This chapter covers CloudWatch Composite Alarms and Anomaly Detection, two advanced alarm features that reduce noise and catch complex issues. For the SOA-C02 exam, these topics appear in roughly 5-8% of questions within Domain 1: Monitoring and Reporting. Understanding how to create composite alarms that combine multiple conditions, and how to configure anomaly detection bands, is critical for passing the exam and for real-world cloud monitoring. This chapter will explain the underlying mechanisms, configuration steps, common pitfalls, and exam-specific traps.
Jump to a section
Imagine a large office building with multiple fire alarms. Each alarm is triggered by a specific sensor: smoke detector, heat detector, or manual pull station. A simple alarm sounds if any single sensor triggers. But this leads to false alarms—someone burning toast sets off the smoke detector, or a heat wave triggers the heat detector. To reduce false alarms, the building installs a "composite" fire alarm system. This system requires multiple sensors to trigger within a certain time window before sounding the building-wide alarm. For example, if the smoke detector and heat detector both trigger within 5 minutes, the composite alarm sounds. If only one triggers, it logs the event but does not alert everyone. Additionally, the system uses anomaly detection: it learns the typical temperature and smoke levels over time. If a sensor reading deviates significantly from the learned baseline—say, a sudden 20-degree temperature spike—it flags that as anomalous and may trigger a pre-alarm. This mirrors CloudWatch Composite Alarms, which combine multiple alarms into a single alarm using AND/OR logic. Anomaly Detection creates a model of expected metric behavior based on historical data, and generates alarms when metrics deviate beyond a threshold (like 2 standard deviations). Just as the smart fire alarm reduces false positives, Composite Alarms reduce noise by requiring multiple conditions, and Anomaly Detection catches subtle issues that static thresholds would miss.

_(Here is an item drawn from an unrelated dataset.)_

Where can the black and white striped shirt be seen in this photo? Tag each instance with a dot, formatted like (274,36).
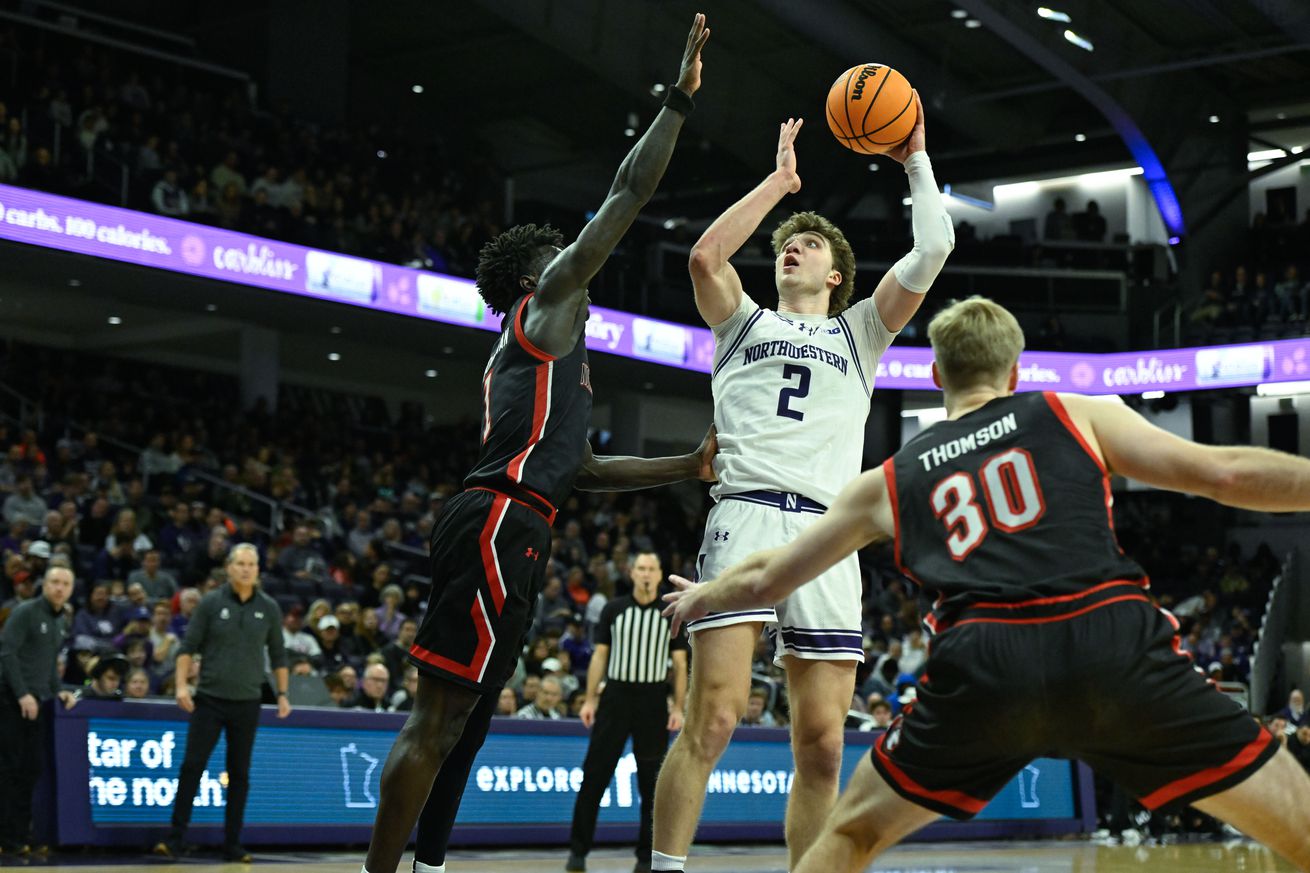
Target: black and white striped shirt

What Are CloudWatch Composite Alarms?
A standard CloudWatch alarm monitors a single metric and transitions to ALARM state when a threshold is breached. However, many operational scenarios require multiple conditions to be true before taking action. For example, you might want to alert only if both CPU utilization is high AND error rate is high, to avoid paging on transient CPU spikes. Composite alarms allow you to define a rule expression that evaluates the state of multiple child alarms (which can be metric alarms or other composite alarms) using boolean operators. The composite alarm itself transitions to ALARM only when the rule evaluates to true.
How Composite Alarms Work Internally
Composite alarms are evaluated continuously. Each child alarm has its own state (OK, ALARM, INSUFFICIENT_DATA). The composite alarm's rule expression is evaluated each time any child alarm changes state. The expression uses a simple JSON-like syntax:
ALARM("child-alarm-name") OR OK("other-alarm") AND NOT INSUFFICIENT_DATA("third-alarm")

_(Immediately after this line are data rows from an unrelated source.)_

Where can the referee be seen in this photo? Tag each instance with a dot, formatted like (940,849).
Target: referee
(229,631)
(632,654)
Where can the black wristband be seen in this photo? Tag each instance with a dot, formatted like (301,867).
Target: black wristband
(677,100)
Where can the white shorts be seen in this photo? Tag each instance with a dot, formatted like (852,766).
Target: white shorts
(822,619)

Available functions: ALARM(), OK(), INSUFFICIENT_DATA(). Boolean operators: AND, OR, NOT. Parentheses control precedence. The composite alarm's state is determined by the rule: if the rule evaluates to true, the composite alarm is in ALARM state; otherwise it is OK. If any child alarm has INSUFFICIENT_DATA and the rule cannot be evaluated (e.g., missing data for a required condition), the composite alarm may also go to INSUFFICIENT_DATA.
Key Components and Limits
Child alarms must be in the same AWS account and Region.

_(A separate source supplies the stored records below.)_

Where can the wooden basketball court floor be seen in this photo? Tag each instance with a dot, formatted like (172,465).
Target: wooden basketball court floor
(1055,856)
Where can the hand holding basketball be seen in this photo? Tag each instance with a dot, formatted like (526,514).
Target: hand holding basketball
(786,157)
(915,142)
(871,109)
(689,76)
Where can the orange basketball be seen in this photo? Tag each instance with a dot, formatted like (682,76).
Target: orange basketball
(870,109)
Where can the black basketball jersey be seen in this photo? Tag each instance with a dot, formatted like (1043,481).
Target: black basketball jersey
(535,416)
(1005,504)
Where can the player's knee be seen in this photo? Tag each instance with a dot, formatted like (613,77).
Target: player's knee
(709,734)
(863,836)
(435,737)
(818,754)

A composite alarm can reference up to 10 child alarms (soft limit, can be increased).
Composite alarms cannot reference alarms that have a period shorter than 60 seconds (high-resolution alarms are allowed but with minimum 60-second period).
Composite alarms do not have their own metric; they only aggregate child alarm states.
Composite alarms can be used as the target for actions (e.g., SNS, Auto Scaling, EC2 action) just like metric alarms.
Anomaly Detection Overview
Anomaly Detection uses machine learning to model the expected range of a metric based on historical data. CloudWatch continuously learns patterns (daily, weekly, seasonal) and creates a band of expected values. You can then create an alarm that triggers when the metric is outside the band (either above the upper threshold or below the lower threshold). This is especially useful for metrics with dynamic baselines, like request latency or traffic volume, where static thresholds are impractical.
How Anomaly Detection Works Internally
CloudWatch uses a statistical model (based on Seasonal Exponential Smoothing) to forecast metric values. The model considers:
Time of day
Day of week
Trend
Seasonal patterns (e.g., weekly, monthly)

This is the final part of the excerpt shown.